Discret mais influent, Serigne Moustapha Sy Al Amine est présenté par l’Agence de presse sénégalaise comme une figure centrale dans l’organisation de la vie religieuse à Tivaouane, inscrit dans la continuité de l’héritage de la famille Sy.
Ses soutiens mettent également en avant son rôle d’acteur socio-économique, notamment dans l’agriculture, argument mobilisé pour dénoncer ce qu’ils qualifient de campagne de dénigrement.
Ses soutiens, regroupés au sein du collectif “Ndiabotu”, dénoncent des montages et propos diffamatoires et annoncent des poursuites judiciaires contre les auteurs présumés.
Que reproche-t-on a Serigne Moustapha Sy Al Amine.

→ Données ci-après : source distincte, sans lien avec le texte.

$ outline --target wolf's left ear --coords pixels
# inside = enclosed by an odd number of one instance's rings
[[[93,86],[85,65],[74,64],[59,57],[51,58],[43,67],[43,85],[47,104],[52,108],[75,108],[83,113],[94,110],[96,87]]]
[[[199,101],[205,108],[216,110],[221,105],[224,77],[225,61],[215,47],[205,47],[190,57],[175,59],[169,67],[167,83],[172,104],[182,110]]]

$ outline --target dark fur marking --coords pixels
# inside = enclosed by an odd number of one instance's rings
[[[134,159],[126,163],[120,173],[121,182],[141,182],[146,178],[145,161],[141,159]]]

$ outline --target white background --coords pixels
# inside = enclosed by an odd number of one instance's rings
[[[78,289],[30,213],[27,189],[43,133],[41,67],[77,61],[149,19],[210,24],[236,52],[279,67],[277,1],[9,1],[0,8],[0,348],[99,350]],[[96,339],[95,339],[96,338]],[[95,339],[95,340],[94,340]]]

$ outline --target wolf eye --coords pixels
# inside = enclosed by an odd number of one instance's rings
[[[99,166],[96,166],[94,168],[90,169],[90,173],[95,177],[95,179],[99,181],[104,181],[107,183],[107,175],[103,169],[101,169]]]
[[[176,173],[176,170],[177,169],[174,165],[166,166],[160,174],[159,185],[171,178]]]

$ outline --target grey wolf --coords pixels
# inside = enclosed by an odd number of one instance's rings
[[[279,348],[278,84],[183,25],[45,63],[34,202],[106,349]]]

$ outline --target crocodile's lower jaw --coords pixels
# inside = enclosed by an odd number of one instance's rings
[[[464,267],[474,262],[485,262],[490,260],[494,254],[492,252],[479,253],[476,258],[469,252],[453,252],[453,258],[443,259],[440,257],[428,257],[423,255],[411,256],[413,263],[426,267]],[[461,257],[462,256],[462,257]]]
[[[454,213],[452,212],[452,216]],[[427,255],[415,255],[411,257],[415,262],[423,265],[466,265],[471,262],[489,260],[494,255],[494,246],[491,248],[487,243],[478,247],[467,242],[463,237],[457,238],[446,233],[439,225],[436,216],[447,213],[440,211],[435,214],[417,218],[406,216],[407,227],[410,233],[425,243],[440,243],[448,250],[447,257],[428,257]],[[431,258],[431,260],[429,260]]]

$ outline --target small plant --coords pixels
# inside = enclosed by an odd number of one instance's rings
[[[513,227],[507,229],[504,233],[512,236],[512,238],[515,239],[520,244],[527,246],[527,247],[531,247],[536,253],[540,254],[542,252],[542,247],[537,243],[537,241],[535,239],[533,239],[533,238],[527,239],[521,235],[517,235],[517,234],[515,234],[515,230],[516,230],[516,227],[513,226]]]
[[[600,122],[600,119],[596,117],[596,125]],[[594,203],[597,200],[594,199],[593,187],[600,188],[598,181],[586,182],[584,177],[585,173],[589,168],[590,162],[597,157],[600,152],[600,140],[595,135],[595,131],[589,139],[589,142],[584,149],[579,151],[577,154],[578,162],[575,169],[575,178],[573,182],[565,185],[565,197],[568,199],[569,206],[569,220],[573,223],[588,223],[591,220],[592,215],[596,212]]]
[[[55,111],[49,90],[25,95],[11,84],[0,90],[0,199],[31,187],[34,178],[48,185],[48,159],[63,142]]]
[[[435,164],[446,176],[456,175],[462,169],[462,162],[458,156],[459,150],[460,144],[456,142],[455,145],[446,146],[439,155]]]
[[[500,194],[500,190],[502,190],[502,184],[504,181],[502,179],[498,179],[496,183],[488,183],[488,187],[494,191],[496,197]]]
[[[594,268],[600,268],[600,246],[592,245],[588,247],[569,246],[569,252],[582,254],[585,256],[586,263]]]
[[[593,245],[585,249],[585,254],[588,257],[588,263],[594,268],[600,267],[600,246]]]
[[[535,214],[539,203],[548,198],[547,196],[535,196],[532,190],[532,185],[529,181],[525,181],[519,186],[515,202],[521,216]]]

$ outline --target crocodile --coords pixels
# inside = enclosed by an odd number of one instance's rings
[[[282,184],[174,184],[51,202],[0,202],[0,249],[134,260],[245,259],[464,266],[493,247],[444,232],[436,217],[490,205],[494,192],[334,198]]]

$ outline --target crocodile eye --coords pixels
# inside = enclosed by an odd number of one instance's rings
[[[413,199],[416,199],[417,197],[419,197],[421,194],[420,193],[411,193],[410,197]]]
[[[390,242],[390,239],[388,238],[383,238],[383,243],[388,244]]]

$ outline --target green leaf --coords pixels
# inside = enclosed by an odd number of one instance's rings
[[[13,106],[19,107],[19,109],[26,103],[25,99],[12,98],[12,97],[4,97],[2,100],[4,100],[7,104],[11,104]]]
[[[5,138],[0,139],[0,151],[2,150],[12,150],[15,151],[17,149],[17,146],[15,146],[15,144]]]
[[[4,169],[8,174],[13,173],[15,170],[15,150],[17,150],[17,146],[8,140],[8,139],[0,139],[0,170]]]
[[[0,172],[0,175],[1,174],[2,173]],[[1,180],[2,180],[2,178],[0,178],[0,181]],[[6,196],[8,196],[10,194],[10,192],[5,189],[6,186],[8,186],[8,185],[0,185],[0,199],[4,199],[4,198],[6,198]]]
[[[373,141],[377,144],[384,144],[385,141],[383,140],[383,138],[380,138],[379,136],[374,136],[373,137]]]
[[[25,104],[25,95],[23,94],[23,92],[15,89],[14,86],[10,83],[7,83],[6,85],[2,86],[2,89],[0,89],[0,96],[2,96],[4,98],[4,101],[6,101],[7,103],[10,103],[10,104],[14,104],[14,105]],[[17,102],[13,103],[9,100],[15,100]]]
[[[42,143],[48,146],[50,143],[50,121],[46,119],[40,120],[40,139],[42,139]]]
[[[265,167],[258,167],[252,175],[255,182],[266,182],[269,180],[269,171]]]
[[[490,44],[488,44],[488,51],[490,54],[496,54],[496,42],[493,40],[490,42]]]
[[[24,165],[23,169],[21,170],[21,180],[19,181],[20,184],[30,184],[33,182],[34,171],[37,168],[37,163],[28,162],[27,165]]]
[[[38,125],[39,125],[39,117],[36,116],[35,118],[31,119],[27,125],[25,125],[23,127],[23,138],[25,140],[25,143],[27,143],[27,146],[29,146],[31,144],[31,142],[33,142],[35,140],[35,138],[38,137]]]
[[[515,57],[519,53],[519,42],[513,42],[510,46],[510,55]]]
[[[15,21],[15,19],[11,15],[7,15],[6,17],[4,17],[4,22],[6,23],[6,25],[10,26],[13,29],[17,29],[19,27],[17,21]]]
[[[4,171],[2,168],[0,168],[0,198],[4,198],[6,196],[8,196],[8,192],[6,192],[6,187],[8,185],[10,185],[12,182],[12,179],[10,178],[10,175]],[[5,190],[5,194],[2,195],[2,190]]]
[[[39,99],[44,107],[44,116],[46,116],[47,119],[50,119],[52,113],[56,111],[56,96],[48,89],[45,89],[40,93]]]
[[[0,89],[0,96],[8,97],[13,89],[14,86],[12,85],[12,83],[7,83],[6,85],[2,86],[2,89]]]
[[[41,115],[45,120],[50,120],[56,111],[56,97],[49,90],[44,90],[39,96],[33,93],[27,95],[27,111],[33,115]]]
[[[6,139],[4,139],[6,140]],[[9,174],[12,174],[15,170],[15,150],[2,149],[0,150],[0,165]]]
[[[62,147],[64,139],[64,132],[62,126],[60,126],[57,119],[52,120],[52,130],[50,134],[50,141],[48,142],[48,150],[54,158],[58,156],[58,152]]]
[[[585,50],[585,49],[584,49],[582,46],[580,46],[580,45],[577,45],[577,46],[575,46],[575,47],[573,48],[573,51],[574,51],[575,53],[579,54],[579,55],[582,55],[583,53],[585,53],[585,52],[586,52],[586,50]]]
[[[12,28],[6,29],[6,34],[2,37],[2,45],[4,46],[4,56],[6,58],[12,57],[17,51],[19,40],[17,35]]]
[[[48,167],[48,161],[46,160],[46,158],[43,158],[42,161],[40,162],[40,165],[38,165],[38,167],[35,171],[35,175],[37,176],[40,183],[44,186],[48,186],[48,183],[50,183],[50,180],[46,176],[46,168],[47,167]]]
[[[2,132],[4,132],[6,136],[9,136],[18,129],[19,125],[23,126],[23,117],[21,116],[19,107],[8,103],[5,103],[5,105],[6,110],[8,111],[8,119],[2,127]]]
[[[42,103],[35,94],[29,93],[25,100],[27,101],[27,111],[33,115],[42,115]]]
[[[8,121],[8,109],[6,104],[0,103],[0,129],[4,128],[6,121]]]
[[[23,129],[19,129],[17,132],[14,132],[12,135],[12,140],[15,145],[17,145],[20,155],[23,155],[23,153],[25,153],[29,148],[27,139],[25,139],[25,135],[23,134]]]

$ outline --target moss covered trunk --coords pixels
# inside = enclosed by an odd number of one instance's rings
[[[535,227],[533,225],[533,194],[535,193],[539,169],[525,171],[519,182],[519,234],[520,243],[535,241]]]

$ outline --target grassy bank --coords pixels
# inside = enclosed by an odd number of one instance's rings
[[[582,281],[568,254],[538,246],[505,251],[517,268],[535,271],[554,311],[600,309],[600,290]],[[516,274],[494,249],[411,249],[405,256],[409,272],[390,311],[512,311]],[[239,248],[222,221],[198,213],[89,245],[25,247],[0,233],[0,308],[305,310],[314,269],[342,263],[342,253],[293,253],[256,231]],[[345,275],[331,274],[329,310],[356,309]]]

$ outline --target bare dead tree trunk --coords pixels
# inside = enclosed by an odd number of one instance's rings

Des “propos” qui lui seraient attribués sont présentés comme choquants ou offensants, mais que ses soutiens décrivent comme des citations sorties du contexte ou altérées. Dans la séquence la plus tendue, il est aussi question d’insultes visant sa personne et son ascendance, que ses soutiens qualifient d’atteintes à l’honneur et à la dignité.
Une “campagne de dénigrement” dénoncée par ses soutiens Lors d’un point de presse à Dakar, le collectif affirme que le guide religieux ferait l’objet d’attaques répétées, alimentées par des publications jugées mensongères, parfois accompagnées de vidéos “tronquées” ou sorties de leur contexte. Le collectif dit avoir commencé à rassembler des éléments (captures, preuves numériques) en vue d’identifier les comptes et personnes à l’origine des contenus incriminés.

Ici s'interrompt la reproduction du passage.